Bu nedenle, uluslararası taşımacılık yapan firmaları uyarıyorum: İşe alacağınız şoförlerden sadece İngilizce lisanı bilmesini yeterli bulmayın. Türkiye’deki tüm gümrük mevzuatını, 97 fasıla ayrılmış gümrük tarifesini, tarife dışı önlemleri, gözetim önlemleri, koruma önlemleri gibi tüm mevzuata hâkim şoförler istihdam edin. Bu şoför aynı zamanda iyi bir makine mühendisi ve sağlam bir kimyager olsun. Gerektiğinde yükleme mahallinde kimyasal analizler yapabileceği bir portatif laboratuvarı da bulunsun kamyonda.

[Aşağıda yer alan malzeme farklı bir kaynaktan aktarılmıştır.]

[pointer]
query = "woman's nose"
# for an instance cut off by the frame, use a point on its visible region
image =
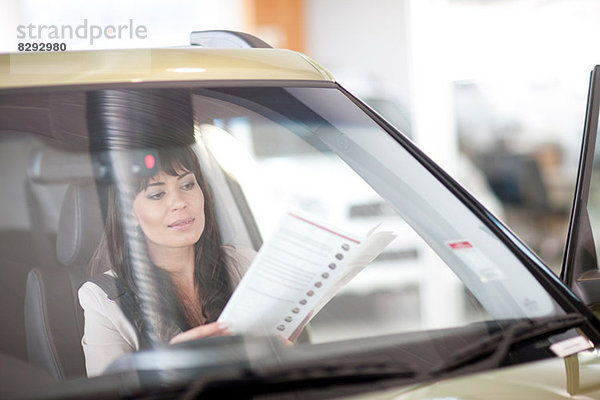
(177, 201)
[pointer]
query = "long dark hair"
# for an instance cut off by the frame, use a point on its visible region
(143, 118)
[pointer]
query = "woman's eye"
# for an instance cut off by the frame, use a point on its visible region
(156, 196)
(188, 186)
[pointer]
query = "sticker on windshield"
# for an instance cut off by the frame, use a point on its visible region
(477, 262)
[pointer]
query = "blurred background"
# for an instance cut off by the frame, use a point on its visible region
(493, 90)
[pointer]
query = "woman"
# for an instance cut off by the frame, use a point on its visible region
(173, 216)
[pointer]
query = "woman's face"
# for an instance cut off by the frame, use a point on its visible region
(170, 211)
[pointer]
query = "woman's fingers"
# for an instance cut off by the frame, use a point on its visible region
(203, 331)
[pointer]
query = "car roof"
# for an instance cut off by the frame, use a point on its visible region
(155, 65)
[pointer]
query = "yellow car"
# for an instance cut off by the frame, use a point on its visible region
(225, 220)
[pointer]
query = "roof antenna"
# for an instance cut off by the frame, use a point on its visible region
(219, 39)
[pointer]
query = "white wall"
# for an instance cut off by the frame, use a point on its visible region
(360, 42)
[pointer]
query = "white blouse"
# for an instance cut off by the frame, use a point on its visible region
(107, 332)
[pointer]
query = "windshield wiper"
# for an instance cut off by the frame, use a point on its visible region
(311, 375)
(497, 345)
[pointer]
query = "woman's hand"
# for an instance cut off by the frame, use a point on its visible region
(203, 331)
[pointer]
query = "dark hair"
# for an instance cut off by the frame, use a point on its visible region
(210, 271)
(161, 119)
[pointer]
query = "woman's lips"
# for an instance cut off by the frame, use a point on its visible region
(182, 224)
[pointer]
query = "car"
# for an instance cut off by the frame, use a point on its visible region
(455, 306)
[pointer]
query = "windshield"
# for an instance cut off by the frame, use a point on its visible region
(155, 222)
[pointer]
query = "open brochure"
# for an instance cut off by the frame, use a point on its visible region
(296, 272)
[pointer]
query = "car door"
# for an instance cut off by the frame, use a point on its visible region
(580, 264)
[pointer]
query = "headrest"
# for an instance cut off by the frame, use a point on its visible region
(48, 165)
(80, 225)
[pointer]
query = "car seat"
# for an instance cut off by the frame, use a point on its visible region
(53, 316)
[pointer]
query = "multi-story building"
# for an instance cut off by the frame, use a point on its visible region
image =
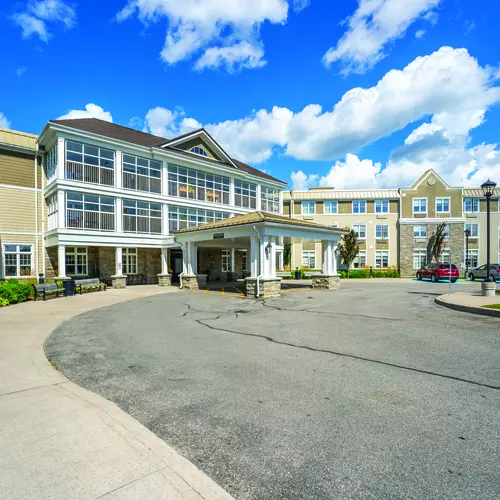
(395, 227)
(21, 205)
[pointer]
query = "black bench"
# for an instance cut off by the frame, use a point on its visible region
(89, 283)
(46, 288)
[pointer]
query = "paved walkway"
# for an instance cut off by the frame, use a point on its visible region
(59, 441)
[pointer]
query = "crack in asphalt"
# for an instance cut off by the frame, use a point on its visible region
(341, 354)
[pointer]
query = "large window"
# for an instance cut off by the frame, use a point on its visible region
(419, 258)
(308, 207)
(195, 185)
(471, 205)
(419, 205)
(76, 261)
(442, 205)
(90, 211)
(141, 174)
(309, 259)
(360, 230)
(382, 231)
(129, 260)
(382, 206)
(245, 194)
(359, 207)
(17, 260)
(270, 200)
(381, 258)
(141, 217)
(89, 164)
(331, 207)
(420, 231)
(184, 217)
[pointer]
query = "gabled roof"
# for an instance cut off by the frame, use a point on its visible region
(132, 136)
(256, 218)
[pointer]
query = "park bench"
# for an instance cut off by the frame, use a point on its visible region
(89, 283)
(45, 288)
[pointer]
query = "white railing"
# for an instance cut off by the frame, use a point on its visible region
(89, 173)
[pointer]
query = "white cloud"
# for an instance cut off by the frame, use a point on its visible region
(91, 111)
(4, 123)
(33, 21)
(222, 32)
(374, 25)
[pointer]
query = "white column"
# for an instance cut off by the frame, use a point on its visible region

Benim diyen teknik üniversite eksperinden daha iyi bir elektrik - elektronik mühendisliği bilgileri ile donatılsın. Yoksa sınır kapılarında başınız belaya girer.

“Bu kadar niteliği olan kişi neden TIR şoförü olsun?  Olsa da 50 bin liradan az ücretle çalış mı?” diye soruyorsanız, onu da bilmem gayrı.

Yazımın başında söylediğimi sonunda da söyleyeyim: Gümrük Kanununun 235/5 maddesi yürürlükte olduğu sürece Türkiye “bölgesel lojistik üs” falan olmaz.